STREETS OF SAN FRANCISCO Street food has existed in the Bay Area ever since the first paleta hawker tricked out her ice-filled wheelbarrow with leftover Christmas jingle bells and quantum physicists discovered how to wrap bacon around a hot dog. But its recent gourmet food cart incarnation, pimping everything from homey toasty melts to puff-pastried escargot, has gotten a bit, well, precious. It’s time to kick it up to the next level, folks. Maybe this next phase could come in the form of adding a little performance to the mix.
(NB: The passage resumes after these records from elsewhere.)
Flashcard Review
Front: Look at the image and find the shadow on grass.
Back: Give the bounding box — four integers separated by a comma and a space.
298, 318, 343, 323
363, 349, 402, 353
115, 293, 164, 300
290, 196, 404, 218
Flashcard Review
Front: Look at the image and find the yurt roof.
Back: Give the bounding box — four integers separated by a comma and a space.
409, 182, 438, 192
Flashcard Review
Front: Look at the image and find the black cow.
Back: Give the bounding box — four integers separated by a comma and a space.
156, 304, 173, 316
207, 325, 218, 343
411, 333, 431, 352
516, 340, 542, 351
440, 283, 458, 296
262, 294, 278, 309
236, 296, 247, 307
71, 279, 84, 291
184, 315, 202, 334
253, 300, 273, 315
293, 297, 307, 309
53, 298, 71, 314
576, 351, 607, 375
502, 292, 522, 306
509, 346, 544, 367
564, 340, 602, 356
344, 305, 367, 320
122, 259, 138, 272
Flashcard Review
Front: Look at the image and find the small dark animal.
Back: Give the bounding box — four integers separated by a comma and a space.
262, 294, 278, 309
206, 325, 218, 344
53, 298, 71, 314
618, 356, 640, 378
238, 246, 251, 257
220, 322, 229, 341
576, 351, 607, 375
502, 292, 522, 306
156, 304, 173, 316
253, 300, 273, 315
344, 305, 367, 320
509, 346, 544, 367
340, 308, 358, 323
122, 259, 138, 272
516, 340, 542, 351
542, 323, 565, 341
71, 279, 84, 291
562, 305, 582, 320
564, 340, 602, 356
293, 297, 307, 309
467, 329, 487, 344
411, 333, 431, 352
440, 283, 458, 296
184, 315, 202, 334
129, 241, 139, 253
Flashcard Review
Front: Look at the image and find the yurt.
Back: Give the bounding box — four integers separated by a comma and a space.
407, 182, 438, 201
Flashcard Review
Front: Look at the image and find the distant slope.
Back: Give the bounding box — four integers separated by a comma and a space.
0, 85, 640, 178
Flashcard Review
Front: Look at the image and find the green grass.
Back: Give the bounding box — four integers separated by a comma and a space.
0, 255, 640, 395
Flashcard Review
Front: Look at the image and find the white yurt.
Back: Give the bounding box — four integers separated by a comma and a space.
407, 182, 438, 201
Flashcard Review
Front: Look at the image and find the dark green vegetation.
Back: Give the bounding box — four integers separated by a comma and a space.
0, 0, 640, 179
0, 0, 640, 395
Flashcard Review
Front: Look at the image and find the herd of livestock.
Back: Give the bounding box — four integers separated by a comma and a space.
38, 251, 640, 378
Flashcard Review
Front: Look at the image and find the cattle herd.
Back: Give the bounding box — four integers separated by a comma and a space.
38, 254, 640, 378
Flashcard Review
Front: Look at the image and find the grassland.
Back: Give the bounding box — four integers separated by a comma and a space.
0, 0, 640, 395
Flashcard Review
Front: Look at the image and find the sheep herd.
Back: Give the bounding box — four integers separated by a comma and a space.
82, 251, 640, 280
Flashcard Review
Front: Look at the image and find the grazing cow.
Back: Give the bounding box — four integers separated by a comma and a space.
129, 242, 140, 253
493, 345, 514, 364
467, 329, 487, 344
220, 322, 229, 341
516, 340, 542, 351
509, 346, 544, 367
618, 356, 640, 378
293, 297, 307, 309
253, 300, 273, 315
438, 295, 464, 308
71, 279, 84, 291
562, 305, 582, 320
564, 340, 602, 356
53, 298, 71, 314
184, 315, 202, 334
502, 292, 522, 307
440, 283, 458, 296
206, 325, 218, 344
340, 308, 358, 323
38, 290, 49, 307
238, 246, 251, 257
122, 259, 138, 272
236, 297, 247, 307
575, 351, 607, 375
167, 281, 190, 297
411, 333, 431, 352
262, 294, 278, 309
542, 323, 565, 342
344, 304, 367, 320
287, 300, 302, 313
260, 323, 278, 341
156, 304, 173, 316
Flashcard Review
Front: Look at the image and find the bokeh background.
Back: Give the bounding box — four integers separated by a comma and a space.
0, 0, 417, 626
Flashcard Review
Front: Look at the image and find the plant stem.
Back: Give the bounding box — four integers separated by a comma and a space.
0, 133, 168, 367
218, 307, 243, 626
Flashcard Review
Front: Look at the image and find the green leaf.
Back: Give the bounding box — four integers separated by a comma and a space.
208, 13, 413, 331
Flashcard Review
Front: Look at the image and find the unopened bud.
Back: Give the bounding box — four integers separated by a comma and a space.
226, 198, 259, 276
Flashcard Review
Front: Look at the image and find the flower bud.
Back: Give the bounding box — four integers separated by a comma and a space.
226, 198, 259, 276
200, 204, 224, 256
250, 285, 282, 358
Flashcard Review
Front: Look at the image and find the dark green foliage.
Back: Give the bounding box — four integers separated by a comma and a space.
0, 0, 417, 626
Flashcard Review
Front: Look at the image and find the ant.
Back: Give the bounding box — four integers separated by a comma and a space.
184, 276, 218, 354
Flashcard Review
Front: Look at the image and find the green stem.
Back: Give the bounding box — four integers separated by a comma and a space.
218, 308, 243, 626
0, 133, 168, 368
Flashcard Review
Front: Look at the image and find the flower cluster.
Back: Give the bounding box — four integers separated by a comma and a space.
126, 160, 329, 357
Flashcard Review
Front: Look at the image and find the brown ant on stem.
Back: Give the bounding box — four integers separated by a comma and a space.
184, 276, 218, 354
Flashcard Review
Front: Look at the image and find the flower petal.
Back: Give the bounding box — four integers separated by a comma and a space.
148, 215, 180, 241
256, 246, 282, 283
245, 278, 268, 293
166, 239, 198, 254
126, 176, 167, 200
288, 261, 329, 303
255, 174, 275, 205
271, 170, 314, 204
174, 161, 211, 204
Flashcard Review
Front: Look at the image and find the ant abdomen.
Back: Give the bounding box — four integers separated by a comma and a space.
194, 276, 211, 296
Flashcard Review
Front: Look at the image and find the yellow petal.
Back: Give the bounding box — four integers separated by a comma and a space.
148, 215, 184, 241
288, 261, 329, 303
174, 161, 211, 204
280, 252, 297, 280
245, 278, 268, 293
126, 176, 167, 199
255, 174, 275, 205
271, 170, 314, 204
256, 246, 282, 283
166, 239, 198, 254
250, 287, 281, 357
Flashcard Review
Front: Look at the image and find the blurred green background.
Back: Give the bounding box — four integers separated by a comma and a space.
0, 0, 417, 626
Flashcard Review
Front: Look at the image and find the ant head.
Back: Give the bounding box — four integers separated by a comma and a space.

If the guy behind the Crème Brulee Cart would start juggling those blowtorches, he’d be a hit at Burning Man. And can we please get a shirtless ice cream hunk like New York City, or porno coffee gals like Seattle? Besides showing a little skin or twirling butane poi, however, here are a few suggestions we have for the post-food cart world.
THE EL BULLI GUY
Spain’s El Bulli, the most famous restaurant in the world, is closing in 2012. But don’t fret about never being able to experience chef Ferran Adrià’s chemically groundbreaking and era-defining “molecular gastronomy.” At this polyspherical cart, designed by Herzog and De Mueron for the Hong Kong World Expo but now moored near the Precita Park swing set, the molecular is combined with the participatory: bring any food you want to the culinary artists in Balenciaga aprons and it will be pulverized by a repurposed Japanese robot, liquefied with marmot aspic, frozen in nitrogen to –290 degrees, and handed back to you as a purpurescent dodecahedron. Yachts accepted as payment. Please reserve 28 months in advance.
THE E-Z BAKE FAIRY
Many have bemoaned the Castro’s lack of food carts — much as they bemoaned the closing of “Hello Gorgeous,” the Castro’s Barbra Streisand museum a few years ago. Now, in a tasty act of reclaimed retro stereotyping, and with a big poof of pixie dust, arrives the E-Z Bake Fairy, whose camp baked goods are over the rainbow. With Barbra blaring from the 8-track and his exquisite collection of vintage ballroom-gowned Barbies watching from their original packaging, the boa-bedecked E-Z Bake Fairy fires up his perfectly preserved and delightful Easy-Bake Oven for all comers. Ding! Honey, your buttermilk biscuits are done.
INTESTINES! INTESTINES!
Gross? Or intriguing?
MEH CUPCAKES
The cupcake thing: can we admit it’s careened out of control? The cute quotient, the frill factor, the adorable ubiquity — it’s all ballooned into unacceptability. An enormous dancing cupcake has replaced the Sta-Puft Marshmallow Man in our collective nightmares. Plus, “cupcakery.” Really? What about the real deals, the homely, lumpy, tepid, deflated, sticky-papered, half-frosted or over-frosted hockey pucks your mom used to squish into your lunch bag beneath the waxy apple? Return to the nostalgic days of elementary school and frazzled housewifery with Meh, cupcakes like Mom used to make. Bonus: crumbled, over-salted snickerdoodle stand nearby for schoolyard-like trades.
SOVIETSKI
Soviet nostalgia is all the rage! Shepard Fairey’s propaganda poster appropriations are big-ticket items, shapeless woolen clothes have taken over the runways, and a Red Dawn remake comes out this fall. Get back to the USSR at this authentic rusted iron box full of grim, humorless, badly bleached drones high on primo Afghan heroin. Convenient signs tell you everything not to do, which is everything. Complete your campy celebration of fascist economies by waiting in line for 14 hours only to be told they’re out of everything but Siberian snowcones (gravel and mayonnaise flavors only.) But someone has a cousin whose friend can get you Levis 501s.
It’s no secret that the current food cart scene would be adrift without Twitter. How the heck else would you be able to follow the Adobo Hobo to on-the-fly Filipino bliss? Now it’s time to repay the favor by bringing the social networking service into the real world. Fail Whale sliders and starling casserole: $1.40.